Listen: scroll to the bottom of this article to hear Barry Gibb’s new single In The Now.
In 1978 the Bee Gees were at the top of their game to such an extent that it’s arguable no songwriting team has ever dominated the American music charts so completely. There were the five songs in the US top 10 at the same time, week after week. There were the mammoth hits they wrote for other artists that year like Grease (Frankie Vallie), Shadow Dancing (Andy Gibb), Emotion (Samantha Sang), If I Can’t Have You (Yvonne Elliman) and Warm Ride (Graham Bonnett).
There were the four consecutive US #1 hits – a stat often mistaken as being four in a row for the group (by 1979 they would do six), when in fact it was Gibb song at number one, replaced by a Gibb song at number one, replaced by a Gibb song at number one, replaced by a Gibb song at number one. During one eight month period beginning in December 1977, a Bee Gees song was number one 25 out of 32 weeks. Staggering.

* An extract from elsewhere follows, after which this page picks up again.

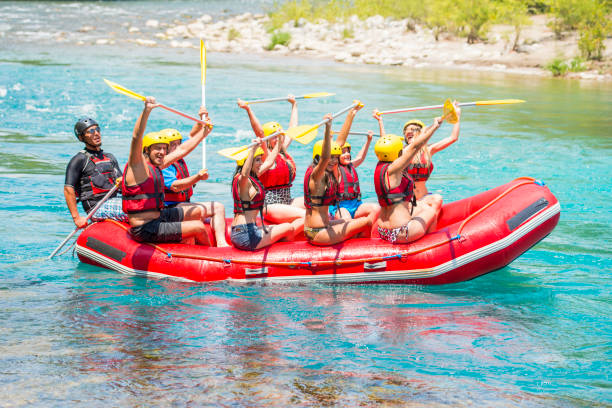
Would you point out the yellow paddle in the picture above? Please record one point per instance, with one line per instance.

It was within that climate of unparalleled success, where they were shifting so much vinyl that their record company had to pay rivals to manufacture more for them just to keep up with demand, that the Bee Gees set about writing the followup LP for Saturday Night Fever. 37 years on, the work they came up with Spirits Having Flown has been estimated to have sold anywhere from 15 million copies to 30 million, making it not only one of the Bee Gees biggest ever albums, but one of the biggest albums of all time.
Barry once said that in hindsight there was too much falsetto on the album, though more recently has said that the falsetto-sound was so hot at the time they couldn’t not do a falsetto album. With Fever selling a million a week and in a creative bubble where everything the Gibbs wrote sounded like a hit because invariably it was, the use of falsetto hadn’t reached its tipping point from credibility to misunderstood parody.
And when that tipping point hit, it was as if black artists who used falsetto like Earth Wind & Fire (Philip Bailey), the Temptations (Eddie Kendricks), the Delfonics, the Stylistics etc were excused, but for a white band to be so blatantly influenced by black music and R&B seemed to be confronting. At least for the predominantly white, male rock fans in America behind the racially charged “Disco Sucks” movement.
The Spirits Having Flown album produced three number one hits in Too Much Heaven, Tragedy and Love You Inside Out, but for me, it has always been the title track which has meant the most. If Spirits Having Flown the album is guilty of lacking vocal variety, Spirits Having Flown the song most certainly isn’t. Featuring breathy natural voice on the verses, assertive falsetto for the choruses and some of the most complex harmonies the group ever laid down, Spirits Having Flown stands for me as the greatest example of the genius of the Bee Gees’ production team.
While the album is officially produced by the Bee Gees, Albhy Galuten and Karl Richardson (who’d worked with the group since the mid-70s), it must also not be underestimated the ground-work of Mr Natural and Main Course producer Arif Mardin in 1974-75, nor the influence of Dennis Byron on drums, Alan Kendall on guitar and in particular, Blue Weaver on keyboards. All played a vital role in fleshing out the true potential of the songs the Bee Gees were writing. Spirits Having Flown (song) remains the zenith of the Bee Gees sound with a crack band, beautiful lyrics, harmonies and production.
As to why the production is so good, listen for the drum fills, the tension that hits in the chorus with Weaver’s synthesizer keyboards, the carry-over of the vocals at the end of the chorus: “I’d like to take you where my spirit flies, through empty skies we go alone, never before having flown,” and best of all, the fade-out.
This song stands out for me ultimately for two main reasons: the marriage of the spiritual nature of the lyrics with the melancholy of the fade-out. I once heard a documentary on BBC Radio 2 where they dissected the song’s layers and pointed out that with every bar in the fade-out a new element is added to the song. The beauty of flutes, the shuffling of the drums, the keyboard bass, the counter-melody lines of the horn-section, the background falsettos…..This isn’t just a pretty song, but a song of immense detail, carefully crafted with the precision of songsmiths at the peak of their powers.
Sometimes that perfectionism can suck the life out of songs, as it did on parts of the Eagles The Long Run album, but it rarely worked as well as it did on Spirits Having Flown.
Happy 70th birthday Barry Gibb and as every die-hard Bee Gees fan also knows, happy wedding anniversary too Barry and Linda (46 years). Enjoy my pick for the Bee Gees finest ever album cut, though there are literally dozens of contenders for that title.* And once you’re done listening to Spirits Having Flown do have a listen as well to how Barry sounds in 2016 with the title-track from his long-awaited solo album In The Now (due for release October 7).
*I’m calling Spirits Having Flown an album track because despite it being a UK top 20 hit in 1980, it went unreleased in most of the world.
A version of this article first appeared on The Roxborogh Report in 2011 for Barry’s 65th birthday.